8 minutos nos sobraron para coger el tren en la Gare de
Saint Lazare camino a Vernon, lo que se pudo haber traducido en perder el tren
si en el metro hubiese habido cualquier incidente, o si hubiera habido algo más
de cola para comprar las entradas, pero afortunadamente, no fue así.
Ya sentados, fue cuando di la noticia de que nos íbamos a
desplazar unos 80 km de París, pero mi madre y yo sabíamos que valdría la pena.
Por suerte, los miembros masculinos del viaje no tenían opción de abandonar la excursión.
En Vernon cogimos la primera navette hacia Giverny (una
navette es un autobús de una empresa privada que te lleva a sitios como
aeropuertos, museos… con horarios acordes a algún tren o vuelo con el que
enlaza). El viaje total, entre tren y navette, fue algo menos de dos horas,
tiempo suficiente para que me pusiera mala del estómago.
Tras una hora agonizando por el dolor que repentinamente me
había aparecido, reposando en bares y en la entrada del jardín, por fin pareció
cesar mi mal, y decidimos entrar en el objetivo de la excursión: la casa y
jardines que Claude Monet construyó en Giverny en 1890. Aquello, sin duda, hizo que me olvidase del dolor el resto del día.
Por mucho que lo intente, no puedo describir con palabras lo
maravilloso que es: miles de plantas, de todos los colores, en los que el verde
es, por excelencia, el predominante.

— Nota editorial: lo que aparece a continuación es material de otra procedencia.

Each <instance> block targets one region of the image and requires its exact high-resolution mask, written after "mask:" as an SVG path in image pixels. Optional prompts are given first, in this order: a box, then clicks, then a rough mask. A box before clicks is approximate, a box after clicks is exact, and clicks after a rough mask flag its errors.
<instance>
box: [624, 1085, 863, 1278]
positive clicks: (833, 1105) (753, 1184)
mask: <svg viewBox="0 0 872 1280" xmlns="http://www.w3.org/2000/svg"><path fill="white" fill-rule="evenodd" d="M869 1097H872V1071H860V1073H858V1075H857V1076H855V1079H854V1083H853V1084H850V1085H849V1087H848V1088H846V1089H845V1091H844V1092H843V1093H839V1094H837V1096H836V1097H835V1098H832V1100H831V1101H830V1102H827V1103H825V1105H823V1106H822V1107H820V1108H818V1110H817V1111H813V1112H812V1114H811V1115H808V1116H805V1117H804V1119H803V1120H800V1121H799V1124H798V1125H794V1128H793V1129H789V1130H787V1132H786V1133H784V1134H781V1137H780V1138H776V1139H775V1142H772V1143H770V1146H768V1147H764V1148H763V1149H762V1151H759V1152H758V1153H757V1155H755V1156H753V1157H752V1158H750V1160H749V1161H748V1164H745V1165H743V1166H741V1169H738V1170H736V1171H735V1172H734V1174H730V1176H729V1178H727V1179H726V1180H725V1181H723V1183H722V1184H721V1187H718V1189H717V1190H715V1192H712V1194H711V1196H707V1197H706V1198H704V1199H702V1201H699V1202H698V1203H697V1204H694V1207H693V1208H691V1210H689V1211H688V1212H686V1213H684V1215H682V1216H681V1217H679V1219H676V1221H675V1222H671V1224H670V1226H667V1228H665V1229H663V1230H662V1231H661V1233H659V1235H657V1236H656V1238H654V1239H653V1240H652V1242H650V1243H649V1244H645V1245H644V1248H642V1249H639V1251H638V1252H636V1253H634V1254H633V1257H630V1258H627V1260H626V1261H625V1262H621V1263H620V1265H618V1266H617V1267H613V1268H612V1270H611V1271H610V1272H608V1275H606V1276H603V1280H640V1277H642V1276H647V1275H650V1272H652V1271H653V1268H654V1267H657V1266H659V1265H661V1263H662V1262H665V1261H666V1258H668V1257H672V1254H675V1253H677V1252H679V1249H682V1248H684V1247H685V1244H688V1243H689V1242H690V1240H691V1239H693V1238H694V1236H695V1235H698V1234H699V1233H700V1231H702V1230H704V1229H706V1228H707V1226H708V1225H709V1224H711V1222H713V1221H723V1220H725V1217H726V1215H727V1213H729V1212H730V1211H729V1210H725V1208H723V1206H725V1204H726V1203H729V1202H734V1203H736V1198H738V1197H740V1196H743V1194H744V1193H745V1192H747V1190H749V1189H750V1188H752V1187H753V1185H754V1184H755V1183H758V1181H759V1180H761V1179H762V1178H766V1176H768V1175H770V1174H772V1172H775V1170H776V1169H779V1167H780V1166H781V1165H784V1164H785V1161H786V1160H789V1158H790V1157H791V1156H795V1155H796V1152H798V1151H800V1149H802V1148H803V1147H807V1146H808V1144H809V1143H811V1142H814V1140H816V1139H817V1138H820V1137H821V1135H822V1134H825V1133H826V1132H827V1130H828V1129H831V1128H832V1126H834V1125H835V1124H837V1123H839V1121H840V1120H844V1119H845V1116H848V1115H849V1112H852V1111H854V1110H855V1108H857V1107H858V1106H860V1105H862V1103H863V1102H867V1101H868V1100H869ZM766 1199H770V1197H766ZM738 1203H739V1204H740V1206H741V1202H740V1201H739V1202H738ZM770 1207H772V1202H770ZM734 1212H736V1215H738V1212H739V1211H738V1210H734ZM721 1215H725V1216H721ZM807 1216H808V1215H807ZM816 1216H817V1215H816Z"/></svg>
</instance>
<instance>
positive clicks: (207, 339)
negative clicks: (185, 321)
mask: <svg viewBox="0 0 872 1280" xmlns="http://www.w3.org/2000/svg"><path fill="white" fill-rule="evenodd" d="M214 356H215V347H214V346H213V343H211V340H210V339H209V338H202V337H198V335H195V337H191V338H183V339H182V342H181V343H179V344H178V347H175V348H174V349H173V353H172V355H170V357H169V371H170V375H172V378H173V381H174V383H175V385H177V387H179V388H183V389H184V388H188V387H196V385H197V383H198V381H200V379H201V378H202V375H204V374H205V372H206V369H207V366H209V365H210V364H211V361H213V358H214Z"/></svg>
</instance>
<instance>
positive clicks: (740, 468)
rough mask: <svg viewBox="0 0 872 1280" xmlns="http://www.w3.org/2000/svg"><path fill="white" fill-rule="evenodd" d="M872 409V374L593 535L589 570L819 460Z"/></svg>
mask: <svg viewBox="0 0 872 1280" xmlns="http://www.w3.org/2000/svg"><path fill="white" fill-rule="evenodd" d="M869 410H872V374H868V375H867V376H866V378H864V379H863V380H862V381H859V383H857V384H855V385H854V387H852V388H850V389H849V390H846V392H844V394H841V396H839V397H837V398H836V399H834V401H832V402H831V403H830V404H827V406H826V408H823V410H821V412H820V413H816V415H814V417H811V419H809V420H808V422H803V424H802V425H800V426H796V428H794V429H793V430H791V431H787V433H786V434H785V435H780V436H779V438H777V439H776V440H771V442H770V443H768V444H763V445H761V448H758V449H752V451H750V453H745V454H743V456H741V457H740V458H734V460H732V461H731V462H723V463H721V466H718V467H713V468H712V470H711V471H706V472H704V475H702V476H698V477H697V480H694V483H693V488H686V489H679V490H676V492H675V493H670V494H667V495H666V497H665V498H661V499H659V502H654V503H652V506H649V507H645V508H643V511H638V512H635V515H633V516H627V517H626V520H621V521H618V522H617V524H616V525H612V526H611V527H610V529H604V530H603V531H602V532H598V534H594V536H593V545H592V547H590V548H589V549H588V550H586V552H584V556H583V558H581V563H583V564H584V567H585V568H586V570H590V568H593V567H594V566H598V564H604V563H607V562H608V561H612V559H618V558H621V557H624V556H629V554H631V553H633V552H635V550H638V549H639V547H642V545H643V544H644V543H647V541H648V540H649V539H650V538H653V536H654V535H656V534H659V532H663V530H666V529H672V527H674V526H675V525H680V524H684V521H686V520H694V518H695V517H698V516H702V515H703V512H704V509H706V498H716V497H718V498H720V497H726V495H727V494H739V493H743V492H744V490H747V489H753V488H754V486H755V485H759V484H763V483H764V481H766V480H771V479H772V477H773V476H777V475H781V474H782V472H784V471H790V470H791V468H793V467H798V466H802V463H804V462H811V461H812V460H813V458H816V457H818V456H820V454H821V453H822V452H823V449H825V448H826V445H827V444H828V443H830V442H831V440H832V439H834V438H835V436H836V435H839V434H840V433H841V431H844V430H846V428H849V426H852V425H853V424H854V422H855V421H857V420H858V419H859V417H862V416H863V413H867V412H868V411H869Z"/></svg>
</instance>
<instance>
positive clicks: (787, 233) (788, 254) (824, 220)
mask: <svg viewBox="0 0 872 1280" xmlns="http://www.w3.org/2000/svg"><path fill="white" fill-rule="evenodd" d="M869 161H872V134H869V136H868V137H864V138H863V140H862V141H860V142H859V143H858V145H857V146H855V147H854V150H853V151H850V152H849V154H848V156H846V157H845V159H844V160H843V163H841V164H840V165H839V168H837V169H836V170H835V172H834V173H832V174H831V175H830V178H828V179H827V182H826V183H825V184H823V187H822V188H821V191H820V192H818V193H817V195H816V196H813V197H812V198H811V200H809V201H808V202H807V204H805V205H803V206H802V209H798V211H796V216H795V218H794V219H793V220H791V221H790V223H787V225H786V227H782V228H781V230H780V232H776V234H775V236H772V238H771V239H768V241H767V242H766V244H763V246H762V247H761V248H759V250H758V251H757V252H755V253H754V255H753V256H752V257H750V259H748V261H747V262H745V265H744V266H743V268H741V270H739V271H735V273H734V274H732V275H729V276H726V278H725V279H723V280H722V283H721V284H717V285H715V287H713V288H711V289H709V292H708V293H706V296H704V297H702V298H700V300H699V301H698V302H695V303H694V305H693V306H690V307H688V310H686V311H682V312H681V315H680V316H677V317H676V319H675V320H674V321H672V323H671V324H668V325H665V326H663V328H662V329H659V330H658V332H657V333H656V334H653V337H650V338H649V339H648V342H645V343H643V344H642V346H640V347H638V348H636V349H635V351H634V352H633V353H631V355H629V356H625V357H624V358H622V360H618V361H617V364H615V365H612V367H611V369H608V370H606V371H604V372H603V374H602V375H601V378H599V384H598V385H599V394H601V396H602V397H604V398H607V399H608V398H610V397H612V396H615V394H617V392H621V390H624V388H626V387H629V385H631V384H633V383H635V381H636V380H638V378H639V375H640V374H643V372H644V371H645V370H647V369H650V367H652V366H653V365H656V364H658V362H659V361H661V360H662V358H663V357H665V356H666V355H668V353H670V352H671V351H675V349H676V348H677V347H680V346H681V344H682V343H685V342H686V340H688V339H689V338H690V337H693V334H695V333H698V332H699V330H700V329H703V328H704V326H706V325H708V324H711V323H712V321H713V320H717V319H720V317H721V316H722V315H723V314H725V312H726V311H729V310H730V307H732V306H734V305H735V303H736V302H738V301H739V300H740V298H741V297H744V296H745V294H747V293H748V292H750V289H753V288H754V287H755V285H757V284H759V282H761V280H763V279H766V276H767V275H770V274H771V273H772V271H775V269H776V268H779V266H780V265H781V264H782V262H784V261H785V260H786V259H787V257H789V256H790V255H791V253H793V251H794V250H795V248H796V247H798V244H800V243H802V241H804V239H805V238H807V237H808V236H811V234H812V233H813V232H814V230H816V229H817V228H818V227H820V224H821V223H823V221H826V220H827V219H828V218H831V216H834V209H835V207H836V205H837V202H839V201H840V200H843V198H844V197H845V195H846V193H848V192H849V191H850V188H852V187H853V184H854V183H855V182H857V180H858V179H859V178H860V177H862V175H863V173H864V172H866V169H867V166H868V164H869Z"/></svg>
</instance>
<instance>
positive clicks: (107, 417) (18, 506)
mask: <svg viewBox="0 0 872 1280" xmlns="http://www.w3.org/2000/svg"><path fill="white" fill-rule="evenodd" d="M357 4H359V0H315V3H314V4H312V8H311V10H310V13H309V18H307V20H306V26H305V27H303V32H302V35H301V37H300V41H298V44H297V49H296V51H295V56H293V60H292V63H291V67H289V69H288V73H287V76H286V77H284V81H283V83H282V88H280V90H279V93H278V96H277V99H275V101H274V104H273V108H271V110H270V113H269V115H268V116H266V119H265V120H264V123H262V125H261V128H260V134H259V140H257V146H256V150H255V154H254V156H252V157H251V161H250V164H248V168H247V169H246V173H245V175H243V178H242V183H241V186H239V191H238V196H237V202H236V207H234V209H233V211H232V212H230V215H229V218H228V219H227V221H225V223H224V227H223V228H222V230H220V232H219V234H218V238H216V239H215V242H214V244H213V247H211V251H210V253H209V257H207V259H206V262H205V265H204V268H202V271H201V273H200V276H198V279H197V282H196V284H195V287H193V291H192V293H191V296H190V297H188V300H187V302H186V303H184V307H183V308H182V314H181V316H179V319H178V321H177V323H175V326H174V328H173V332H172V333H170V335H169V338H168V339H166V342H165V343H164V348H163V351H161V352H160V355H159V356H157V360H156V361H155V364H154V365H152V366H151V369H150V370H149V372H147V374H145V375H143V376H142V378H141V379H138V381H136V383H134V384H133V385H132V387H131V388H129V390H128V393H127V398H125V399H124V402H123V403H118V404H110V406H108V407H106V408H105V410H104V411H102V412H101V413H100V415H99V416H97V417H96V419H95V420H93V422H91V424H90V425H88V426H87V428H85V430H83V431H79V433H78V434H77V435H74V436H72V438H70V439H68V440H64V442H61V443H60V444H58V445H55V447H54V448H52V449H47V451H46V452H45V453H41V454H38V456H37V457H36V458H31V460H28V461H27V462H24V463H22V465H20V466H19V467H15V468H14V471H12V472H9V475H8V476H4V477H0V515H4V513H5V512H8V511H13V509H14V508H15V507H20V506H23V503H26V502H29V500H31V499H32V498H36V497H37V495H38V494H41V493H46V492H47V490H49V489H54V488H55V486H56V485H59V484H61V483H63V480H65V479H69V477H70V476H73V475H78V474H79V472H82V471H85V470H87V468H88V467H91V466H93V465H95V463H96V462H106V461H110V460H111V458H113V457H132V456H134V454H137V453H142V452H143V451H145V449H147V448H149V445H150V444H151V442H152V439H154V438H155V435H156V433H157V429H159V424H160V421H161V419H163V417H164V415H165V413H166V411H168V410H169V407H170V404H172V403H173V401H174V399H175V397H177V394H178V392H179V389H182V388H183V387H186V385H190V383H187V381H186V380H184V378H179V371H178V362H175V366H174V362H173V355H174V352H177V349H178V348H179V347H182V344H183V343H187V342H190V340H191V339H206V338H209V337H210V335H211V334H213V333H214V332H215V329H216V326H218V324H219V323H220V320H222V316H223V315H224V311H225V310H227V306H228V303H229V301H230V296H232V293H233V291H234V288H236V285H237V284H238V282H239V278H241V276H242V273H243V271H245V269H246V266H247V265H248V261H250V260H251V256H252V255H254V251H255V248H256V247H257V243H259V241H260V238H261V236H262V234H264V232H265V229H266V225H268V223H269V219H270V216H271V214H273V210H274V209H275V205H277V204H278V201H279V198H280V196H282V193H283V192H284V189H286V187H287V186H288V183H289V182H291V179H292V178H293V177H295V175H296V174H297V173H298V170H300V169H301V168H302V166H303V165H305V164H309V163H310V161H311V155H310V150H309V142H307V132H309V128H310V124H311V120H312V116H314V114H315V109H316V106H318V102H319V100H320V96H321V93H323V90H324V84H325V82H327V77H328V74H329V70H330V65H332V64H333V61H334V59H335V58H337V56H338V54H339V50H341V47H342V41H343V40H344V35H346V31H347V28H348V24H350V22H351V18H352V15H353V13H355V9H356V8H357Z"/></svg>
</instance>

Paseas durante horas por los jardines, y luego
entras a la casa del pintor, donde se pueden ver cuadros que hizo allí mismo.
La casa es estupenda, pero no tendría sentido sin aquellos maravillosos
jardines.
Luego te mueves hacia la parte más “oriental” de todo ello:
los puentes japoneses, los sauces llorones, y el estanque con nenúfares; esos
nenúfares que empezó a cuidar en 1897 y que él mismo inmortalizó en lo que en
francés se conoce como “Les Nymphéas”, una obra que se encuentra actualmente en
el musée de l’orangerie, en París.
El pintor hizo desviar el cauce del río Sena
para que aquello pudiera llevarse a cabo, y la verdad es que el resultado vale
la pena.
Caminando por ese “Jardin d’Eau”, pudimos oír unos ruidos que
no éramos capaces de identificar… hasta que lo vimos: ranas!!! Había ranas
rondando por los nenúfares! Parece imposible que todo ese espacio tan natural,
esté a tan sólo 80 Km de París, donde es casi un milagro encontrar algo libre
de contaminación
.
Cuando decidimos abandonar, con pena, aquellos preciosos
dominios, nos dispusimos a dar una vuelta por el pueblo, y visitamos el
cementerio. Después fuimos, a toda prisa, como es costumbre en mi familia, a
coger la navette que nos dejara en la estación de tren, para hacer el camino
inverso y regresar a París. La impaciencia casi nos hace coger un tren que no
era el nuestro, pero nos dimos cuenta justo antes de montarnos.
Finalmente, y tras 50 minutos de espera por un retraso en el tren, llegamos de
nuevo a París.
Los cuatro estábamos de acuerdo que aquello es una especie
de paraíso, donde no nos importaría para nada, pasar las tardes de verano.
Parece que al final, el sector masculino del viaje acabó agradado (menos mal!). A pesar de que París es precioso, creo que las imágenes más
bonitas me las llevo de esta excursión.
Visita más que recomendable a todos aquellos que vengan a
París con disponibilidad de pasar un día fuera de la ciudad.